甘酒は、なぜ「飲む点滴」と呼ばれるのか?
人気管理栄養士・森由香子さんによる連載コラム「老けない人は何を飲んでいる?」。今回は夏の季語でもある「甘酒」に注目! 「飲む点滴」「飲む美容液」と言われる人気の健康ドリンクですが、一体どんな栄養成分が含まれているのか? 詳しく解説します!
甘酒は、古くから日本人に親しまれてきた栄養ドリンク
「日本書記」のなかに、吉野の国樟(くす)国人が来朝し、醴酒(こさけ)〈甘酒〉をつくり天皇に献じたという記載があります。また、「甘酒売り」は、江戸の風物であり、甘味料の少ない時代には、人気の高い庶民の飲み物でありました。
そして今、現代の日本では「飲む点滴」「飲む美容液」といわれるほど滋味深い健康飲料として大人気となっています。
コンビニやスーパーへ行くと、米麹タイプ、酒かすタイプ、液体、フリーズドライ、玄米、発芽玄米、黒米など様々な原料から作られた甘酒が陳列され、選ぶのにも迷ってしまうぐらいの品揃えとなっています。
9種の必須アミノ酸をすべて含有する甘酒
では実際に、どんな栄養成分が含有されているのか、みていきましょう。
まず、体内で合成できない9種類の必須アミノ酸がすべて含まれています。必須アミノ酸は、皮膚、筋肉、臓器などのカラダを構成する成分や、酵素、ホルモンの原料となります。肉、魚、卵、大豆製品に豊富に含まれている栄養素です。
【必須アミノ酸】
- リジン
- フェニルアラニン
- ロイシン
- イソロイシン
- メチオニン
- バリン
- スレオニン
- トリプトファン
- ヒスチジン
コップ1杯の甘酒で、腸内環境が整う?
「プロラミン」です。 プロラミンは、人間の消化器官内で消化吸収されにくい難消化性たんぱく質の一種で、コレステロール低減や便通改善効果があります。2018年の金沢工業大学の尾関健二教授の研究室らが発表した報告によると、米麹と米のみから製造されている甘酒コップ1杯(約150ml)には、ヒトで機能性を発揮できるプロラミン量が含まれているとのことです。

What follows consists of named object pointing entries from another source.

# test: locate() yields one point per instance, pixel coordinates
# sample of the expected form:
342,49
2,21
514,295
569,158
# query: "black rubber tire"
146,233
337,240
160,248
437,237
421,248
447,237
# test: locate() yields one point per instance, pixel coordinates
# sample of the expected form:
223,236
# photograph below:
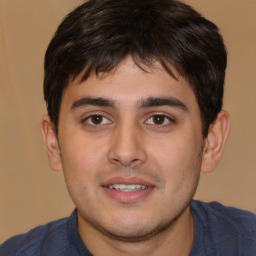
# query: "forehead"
128,83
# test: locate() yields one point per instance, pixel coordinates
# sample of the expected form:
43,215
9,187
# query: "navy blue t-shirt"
218,230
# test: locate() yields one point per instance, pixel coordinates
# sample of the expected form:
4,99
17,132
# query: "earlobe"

また甘酒には、食物繊維や、善玉菌のエサとなるオリゴ糖も含まれていますので、腸内環境を整えることにも有効です。腸の粘膜は免疫細胞が集中しているため、腸内環境が良ければ免疫の活性化を高める効果も期待できます。
ほかにも、ビタミンB1、B2、ナイアシン、ビタミンB6、葉酸などのビタミンB群、ナトリウム、カリウム、カルシウム、マグネシウム、鉄、亜鉛、銅、マンガンといったミネラルも含まれカラダの代謝を円滑にすすめてくれる成分がたくさん含まれています。

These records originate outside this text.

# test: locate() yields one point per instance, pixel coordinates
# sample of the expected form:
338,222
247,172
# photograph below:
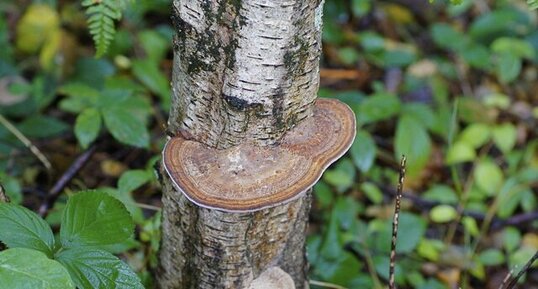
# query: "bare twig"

このように甘酒には、カラダに有効な様々な成分が高く含有されています。「飲む点滴」「飲む美容液」といわれるのが、納得できます。
甘酒を上手に取り入れて、夏バテも予防!
ストレートに飲むのもよいですが、ヨーグルト、牛乳、豆乳に混ぜ合わせたり、調味料として煮物、汁物に利用するのも味わい深くなります。凍らせてシャーベットにしていただくのもおすすめです。炭酸水で割ってのむのもおいしいですね。
甘酒は100gでカロリー約80Kcal(食品成分表)、糖質約18gと少し高めですので、摂りすぎに注意しながらお楽しみください。
※記事の情報は2019年7月17日時点のものです。